Présidence de la Commission de la CEDEAO : Le regard critique de Jean Charles Biagui sur les défis du Sénégal

L’enseignant-chercheur en Sciences politiques à l’université Cheikh Anta Diop de Dakar (UCAD), Jean Charles Biagui, a livré une analyse sans concession sur les conclusions de la 68ème session ordinaire de la Conférence des chefs d’État et de gouvernement de la CEDEAO. Dans un entretien accordé à nos confrères de Sud Quotidien, l’universitaire revient sur les crises politiques en Guinée-Bissau et au Bénin, tout en évaluant les perspectives de la future présidence sénégalaise de la Commission de l’organisation sous-régionale.

Selon Jean Charles Biagui, la réaction de l’organisation face au coup d’État en Guinée-Bissau et à la tentative de putsch au Bénin illustre les limites structurelles de l’institution. Si la CEDEAO reste constante dans son rejet des prises de pouvoir par les armes, sa crédibilité s’effrite face à ce que l’analyste qualifie de « coups d’État civils ». Il pointe du doigt le silence de l’instance lors des révisions constitutionnelles controversées ou de l’instrumentalisation des codes électoraux, citant les exemples du Togo et de la Côte d’Ivoire. Cette posture sélective, qualifiée de « sourde et aveugle » face aux dérives autoritaires institutionnelles, affaiblit considérablement sa voix lorsqu’elle tente de condamner les putschs militaires.
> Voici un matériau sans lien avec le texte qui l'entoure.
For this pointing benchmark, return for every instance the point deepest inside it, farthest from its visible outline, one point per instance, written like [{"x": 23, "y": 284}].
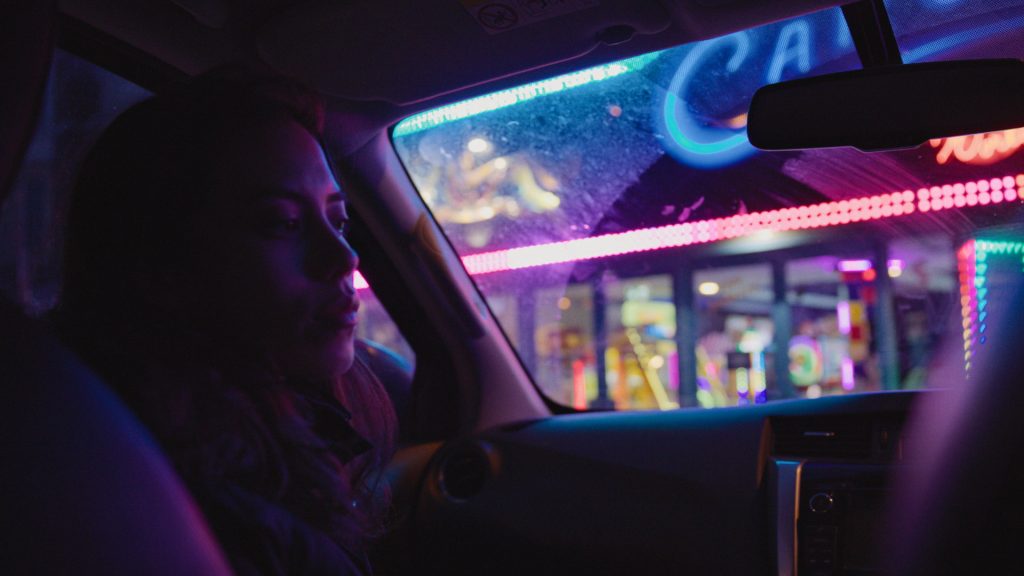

Concernant les capacités d’intervention, l’enseignant-chercheur se montre sceptique sur l’efficacité des mesures coercitives. Il estime que l’option des « sanctions ciblées » s’apparente à une fuite en avant, l’organisation ne disposant pas, selon lui, des moyens militaires pour rétablir l’ordre constitutionnel, comme observé au Niger, au Mali ou au Burkina Faso. Il souligne que le virage sécuritaire amorcé depuis les années 1990 a éloigné l’institution de son ADN économique, sans pour autant lui conférer une réelle capacité de projection militaire. Pour le cas spécifique du Bénin, il précise que le maintien du président Talon relève davantage de l’intervention française que de l’action de la CEDEAO ou du Nigeria.

L’analyse aborde également la désignation du Sénégal pour assurer la présidence de la Commission de la CEDEAO pour la période 2026-2030. Si cette nomination a été perçue par une partie de la presse comme une victoire diplomatique redessinant l’horizon régional, Jean Charles Biagui tempère cet enthousiasme. Il qualifie cette responsabilité de poste essentiellement honorifique au sein d’une institution qui n’est pas supranationale. D’après ses explications, la présidence sénégalaise ne suffira pas à inverser la dynamique de déclin institutionnel actuel.

Enfin, l’universitaire interroge la capacité d’influence du Sénégal sous l’ère actuelle. Il suggère que le Président Diomaye Faye pourrait rencontrer des difficultés à jouer un rôle de médiateur efficace, notamment en raison d’une politique étrangère jugée conservatrice et d’une proximité passée avec certains pouvoirs déchus. De plus, son positionnement souverainiste pourrait paradoxalement compliquer le dialogue avec les pays de l’Alliance des États du Sahel (AES), rendant la tâche de réconciliation régionale particulièrement ardue.